I have very fond memories of my grandparents farm in Dixie outside of Walla Walla, Washington. My brother and I spent weeks there every summer from the time I was 6 until 15. And every summer I would spend the beginning of my visit almost ritualisically going through their house and over the property looking at playthings and pictures that had made an impression on me in past years. We moved so much when I was younger that it was a nice feeling to know that their farm was frozen in time. Heck, when I was in college they still had pictures of chickens I had drawn and taped real chicken feathers to on their fridge. Over time I would stop checking in on certain toys I had outgrown in favor of more grown up things but it was a nice feeling to know that I could go to those stuffed animals and games anytime I wanted. One of those things, silly as it sounds, was 3 different decks of playing cards. Why playing cards you ask? My gramma didn't have just any old playing card decks. Being from Reno, I was used to casino decks with the edges notched off and plain, old boring casino backs.

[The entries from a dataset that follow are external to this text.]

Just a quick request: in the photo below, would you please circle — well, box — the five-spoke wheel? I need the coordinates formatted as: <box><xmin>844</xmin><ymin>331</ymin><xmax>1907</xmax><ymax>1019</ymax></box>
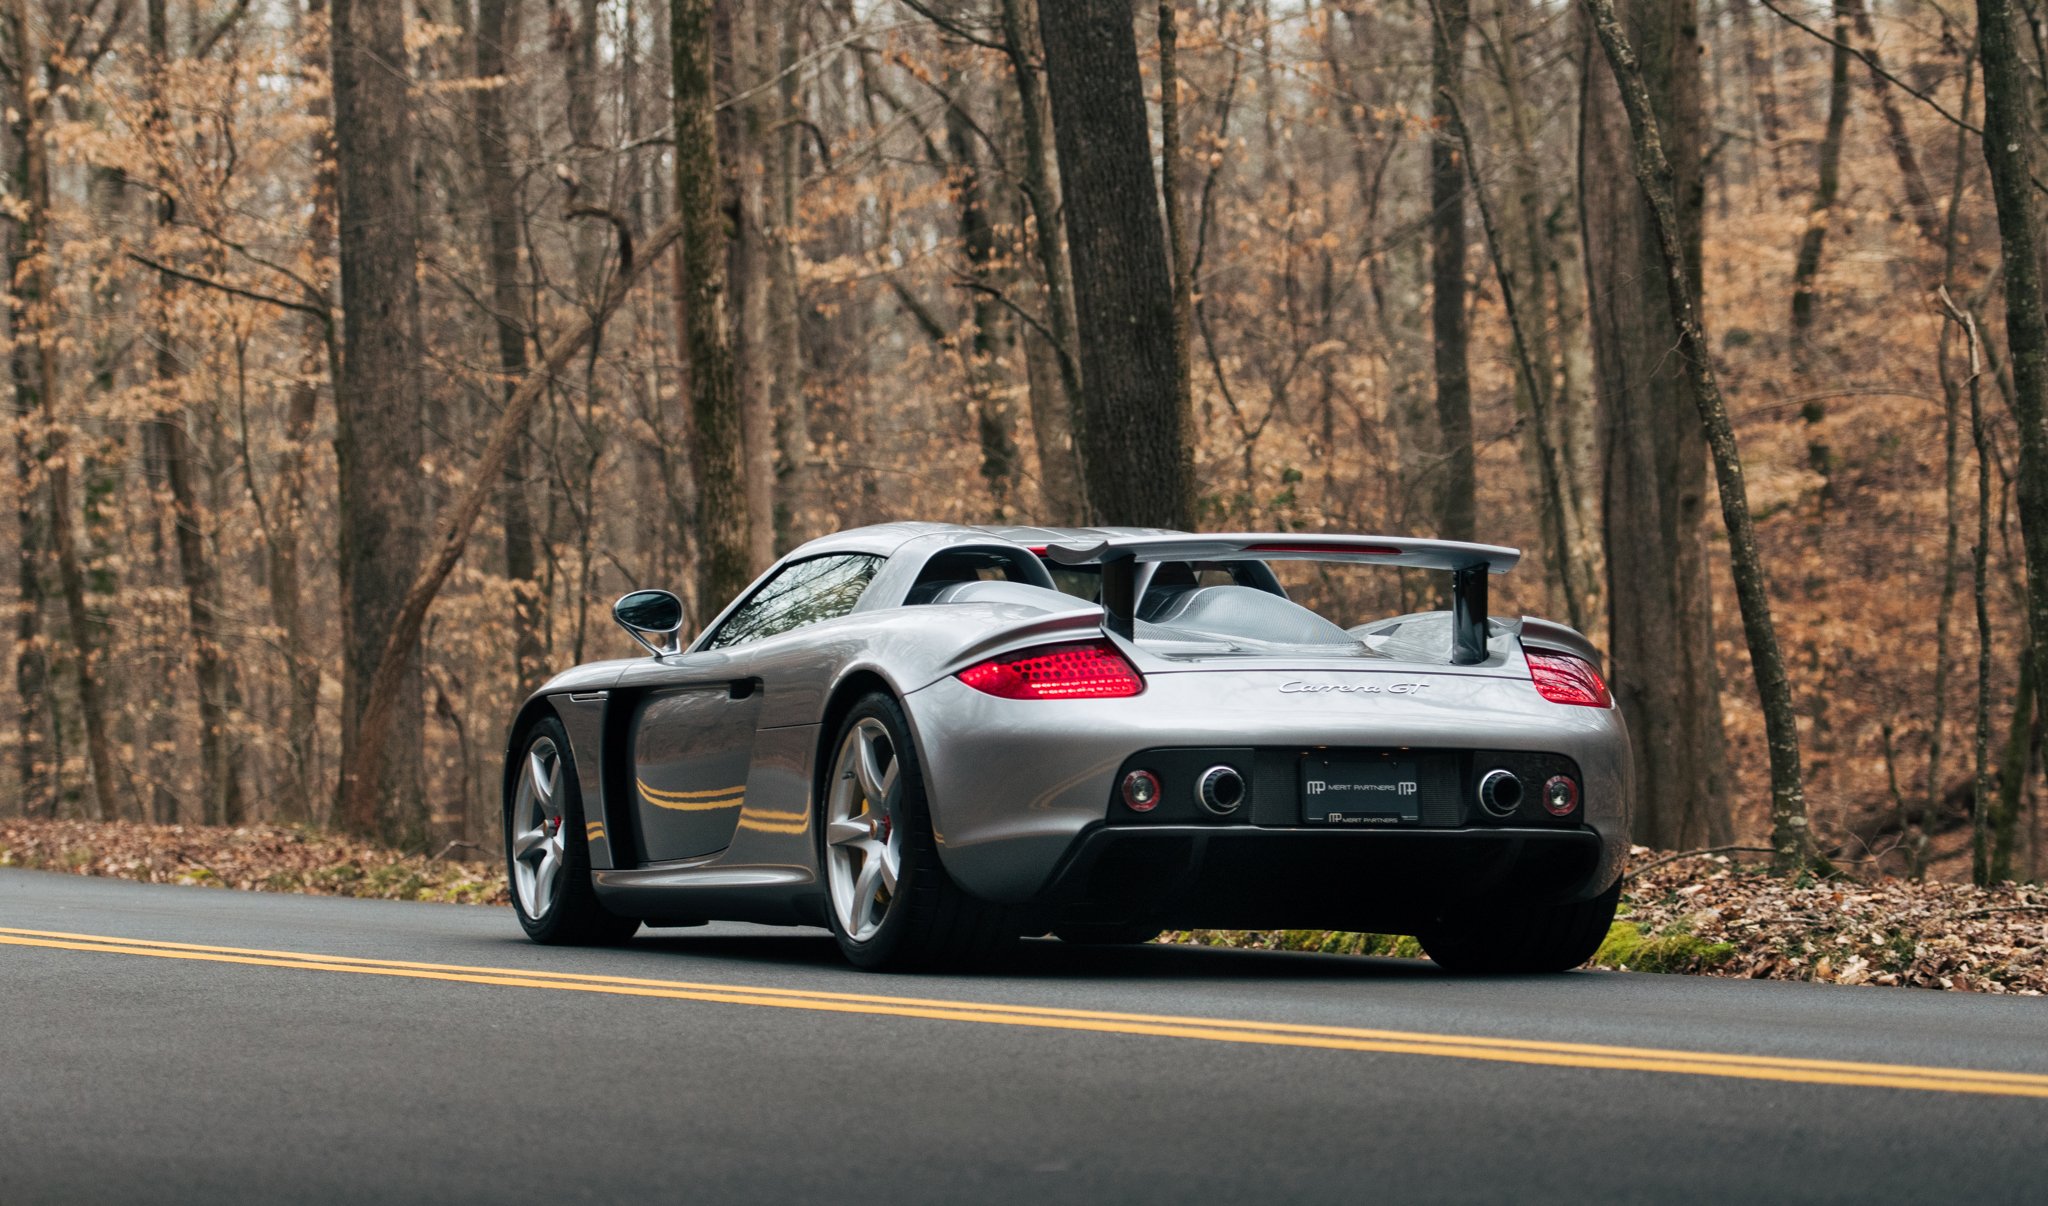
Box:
<box><xmin>818</xmin><ymin>693</ymin><xmax>1015</xmax><ymax>970</ymax></box>
<box><xmin>505</xmin><ymin>717</ymin><xmax>638</xmax><ymax>946</ymax></box>
<box><xmin>825</xmin><ymin>717</ymin><xmax>904</xmax><ymax>943</ymax></box>
<box><xmin>511</xmin><ymin>736</ymin><xmax>569</xmax><ymax>920</ymax></box>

My gramma's decks had a boy dressed almost like the famous "Blue Boy" painting (except not in blue) with his puppy in a fancy garden, a candle in a unusual candleholder with a little deer standing next to it and this one, a beautiful little blond cherub girl.
When I was little I didn't dare do anything but hold these cards and look at them. They were so crisp and shiny that they were more like works of art then a game. And every year I would open the cabinet they sat in (in their unusual card holder--a two sectioned box with a lift away lid, not at all like the holder you slid your cards into and closed the lid on) to see if they looked like they had been used. I think if they had shown any signs of wear I would have picked them up and played with them. When I got older I would pick up the decks, weed out the ones with the little girl and play Solitaire with them.
My grampa died in 2001 and I made the trek up with my family to clean out the house. My gramma was in a nursing home at this point and wasn't able to give us much in the way of direction as to what to do with her belongings. So we went through and tried to decide what was junk and what meant something to us. And it was hard because I had become attached to a lot of junk in their place over the years. I opened the drawer where she kept her cards. They aren't junk I told myself and scooped them up to put in my box. They're here in my house now and of the three decks, there isn't one complete set. I should throw them away. And they're still there.
So, Lexy saw the two sectioned card holder for the first time a few weeks ago and started to dig. She comes to me with the little girl, "Mommy, is this me?" HA! It *does* look like her. I find it ironic that for years I was drawn to the beautiful little blond girl on the playing card and now the beautiful little blond girl lives with me.